The German chancellor also firmly rebuffed Mr Erdogan’s demand that the movement of the Muslim cleric Fethullah Gulen, which he blames for the attempted coup in 2016 that left 250 dead, be designated a terrorist organisation.
But she also said that there was “much that unites us”, stressing Turkey’s status as a Nato ally and its role in helping to stem refugee flows into Europe and fighting terrorism. She added that Berlin had an interest in an “economically stable Turkey”.
Ms Merkel said she and Mr Erdogan planned to hold a four-way summit in October with the leaders of Russia and France to discuss the situation in Idlib, the last remaining opposition stronghold in Syria.
Mr Erdogan’s three-day visit to Germany was intended to mend fences after a period of mutual antagonism that has left deep scars on the relationship.
The overtures towards Berlin intensified amid a sharp deterioration in relations between Turkey and the US over the summer. Turkey’s currency suffered a sharp fall in August after President Donald Trump imposed sanctions on the country over the continued detention of a US pastor on espionage and terrorism charges.
But the German-Turkish relationship is equally troubled. Berlin has repeatedly expressed concern over Turkey’s drift to authoritarianism under Mr Erdogan, his hollowing out of democratic institutions and the massive purge carried out by the Turkish authorities since the 2016 putsch.
Some 130,000 public servants were summarily dismissed from their jobs and 50,000 people jailed over their alleged involvement in the coup attempt, among them dozens of German citizens, five of whom remain in custody.
Turkey, for its part, has been angered by Germany’s refusal to extradite military officers which it accuses of involvement in the aborted putsch and who have claimed asylum from the German authorities.
A low point came last year during the run-up to Turkey’s constitutional referendum.
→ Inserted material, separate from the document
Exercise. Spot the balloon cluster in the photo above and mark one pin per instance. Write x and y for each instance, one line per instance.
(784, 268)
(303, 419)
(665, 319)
When a number of German cities barred campaign appearances by Turkish politicians, Mr Erdogan accused them of Nazi-like practices, prompting outrage in Berlin.
Despite the frictions, Ms Merkel was at pains to stress the areas of common interest between the two countries. She praised Turkey for taking in more than 3m refugees from the civil war in Syria and for its role in staving off an assault on Idlib. Ms Merkel said both Ankara and Berlin had a “strategic interest in good relations”.
But there was also clear evidence on Friday that the relationship remained strained. Mr Erdogan had initially refused to attend the joint press conference if Can Dundar, the former editor of the Cumhuriyet newspaper who fled to Germany after being accused of espionage, was present. Mr Dundar decided not to attend instead.
Ms Merkel confirmed there had been a “controversy” over Mr Dundar and that she and Mr Erdogan had “differences of opinion over him and his case”. Mr Erdogan in turn called Mr Dundar an “agent” who had been convicted by a Turkish court of espionage and revealing state secrets, and sentenced to 5 years and 10 months in prison. The Turkish president called on the German authorities to extradite him.
Mr Erdogan also insisted that Germany declare the Gulen movement a terrorist organisation and move against the hundreds of its adherents living on German soil. “This is very important for peace and security in both countries,” he said. Ms Merkel said Germany took the information provided by Turkey on the Gulen movement “very seriously” but it “was not enough” to warrant giving the group the same designation as the PKK, the armed Kurdistan Workers’ party.
Ms Merkel called for the speedy release of German citizens in Turkish custody and criticised the delays in bringing charges against people detained in Turkish prisons after the coup attempt, saying it caused a “high degree of uncertainty”. Mr Erdogan urged Germans to show “respect” for the independence of the Turkish judiciary.